PharmMT: A Neural Machine Translation Approach to Simplify Prescription Directions

The primary component of the proposed approach is a sequential model that “translates” physician-authored e-prescription text to normalized, patient-friendly language using an NMT framework. NMT models map a source sequence, $\mathbf{x:}~{}x_{1},x_{2},\ldots,x_{n}$ into a reference sequence, $\mathbf{y:}~{}y_{1},y_{2},\ldots,y_{m}$ by maximizing the conditional probability $p(\mathbf{y}|\mathbf{x})$ using an Encoder-Decoder framework DBLP:journals/corr/Neubig17. One such model is a recurrent sequence-to-sequence model, which consists of a bidirectional LSTM model schuster1997bidirectional with global attention as the encoder and a forward-sequence LSTM model hochreiter1997long as the decoder. Both encoder and decoder stages are configured as multi-layer models, with a hidden state in each layer, to sufficiently capture the deep semantic components in the e-prescription barone2017deep.
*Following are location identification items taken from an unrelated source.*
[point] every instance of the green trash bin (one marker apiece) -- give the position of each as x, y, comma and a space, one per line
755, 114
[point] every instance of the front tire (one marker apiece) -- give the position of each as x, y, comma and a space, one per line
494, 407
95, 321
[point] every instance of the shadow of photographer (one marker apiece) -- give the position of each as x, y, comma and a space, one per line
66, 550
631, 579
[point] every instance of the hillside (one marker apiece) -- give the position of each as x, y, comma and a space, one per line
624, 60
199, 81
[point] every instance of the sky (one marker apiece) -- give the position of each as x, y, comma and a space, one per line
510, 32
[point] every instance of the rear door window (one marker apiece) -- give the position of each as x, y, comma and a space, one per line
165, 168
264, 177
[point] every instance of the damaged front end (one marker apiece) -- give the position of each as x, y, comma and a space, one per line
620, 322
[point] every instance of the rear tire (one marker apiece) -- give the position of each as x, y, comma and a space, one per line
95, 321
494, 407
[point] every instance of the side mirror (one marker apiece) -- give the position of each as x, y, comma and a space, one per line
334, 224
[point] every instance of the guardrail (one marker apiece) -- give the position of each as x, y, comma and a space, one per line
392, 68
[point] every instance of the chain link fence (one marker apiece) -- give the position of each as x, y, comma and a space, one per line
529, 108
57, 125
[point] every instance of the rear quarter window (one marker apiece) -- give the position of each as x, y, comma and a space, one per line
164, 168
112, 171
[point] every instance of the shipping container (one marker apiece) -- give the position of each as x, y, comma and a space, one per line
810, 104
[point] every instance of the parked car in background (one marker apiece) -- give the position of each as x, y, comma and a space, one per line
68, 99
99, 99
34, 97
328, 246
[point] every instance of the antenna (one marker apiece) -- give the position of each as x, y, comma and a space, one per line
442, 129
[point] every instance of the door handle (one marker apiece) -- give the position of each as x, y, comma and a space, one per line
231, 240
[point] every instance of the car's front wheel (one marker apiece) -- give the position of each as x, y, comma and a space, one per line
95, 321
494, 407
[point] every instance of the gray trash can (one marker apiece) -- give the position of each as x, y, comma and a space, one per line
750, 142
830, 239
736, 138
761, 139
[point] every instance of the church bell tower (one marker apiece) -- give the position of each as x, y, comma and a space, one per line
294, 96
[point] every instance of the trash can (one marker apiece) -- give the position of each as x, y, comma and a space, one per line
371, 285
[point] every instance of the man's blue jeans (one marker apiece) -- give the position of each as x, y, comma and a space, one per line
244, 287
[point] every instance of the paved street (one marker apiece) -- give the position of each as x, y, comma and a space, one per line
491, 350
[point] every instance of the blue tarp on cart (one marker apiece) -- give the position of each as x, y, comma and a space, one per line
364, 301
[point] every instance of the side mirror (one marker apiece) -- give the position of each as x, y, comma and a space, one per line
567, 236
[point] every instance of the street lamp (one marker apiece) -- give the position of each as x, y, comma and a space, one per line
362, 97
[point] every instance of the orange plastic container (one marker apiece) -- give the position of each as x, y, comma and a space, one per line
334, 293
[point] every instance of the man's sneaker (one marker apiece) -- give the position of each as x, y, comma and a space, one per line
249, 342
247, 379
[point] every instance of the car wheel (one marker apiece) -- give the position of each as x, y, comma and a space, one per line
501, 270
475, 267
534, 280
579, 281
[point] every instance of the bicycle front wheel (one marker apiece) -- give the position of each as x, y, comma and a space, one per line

To compare against the performance of the recurrent sequence-to-sequence model, we also trained an attention-based transformer model NIPS2017_7181. Position embedding was enabled to capture sequence information and provide similar architectural complexity as a recurrent network. Both models were developed using the OpenNMT framework klein-etal-2017-opennmt; klein-etal-2018-opennmt, and the dropout probability was adjusted to prevent over-fitting srivastava2014dropout. Additional experimental details can be found in Section 4.2.

Once the machine translation module generates the simplified candidate directions, the candidates are checked for consistency of key components of the prescription. Numerical components – including dosage, frequency, and duration – are critical in prescriptions. Medication under-dosage often leads to poorer health outcomes; while over-dosage can be severe, even fatal.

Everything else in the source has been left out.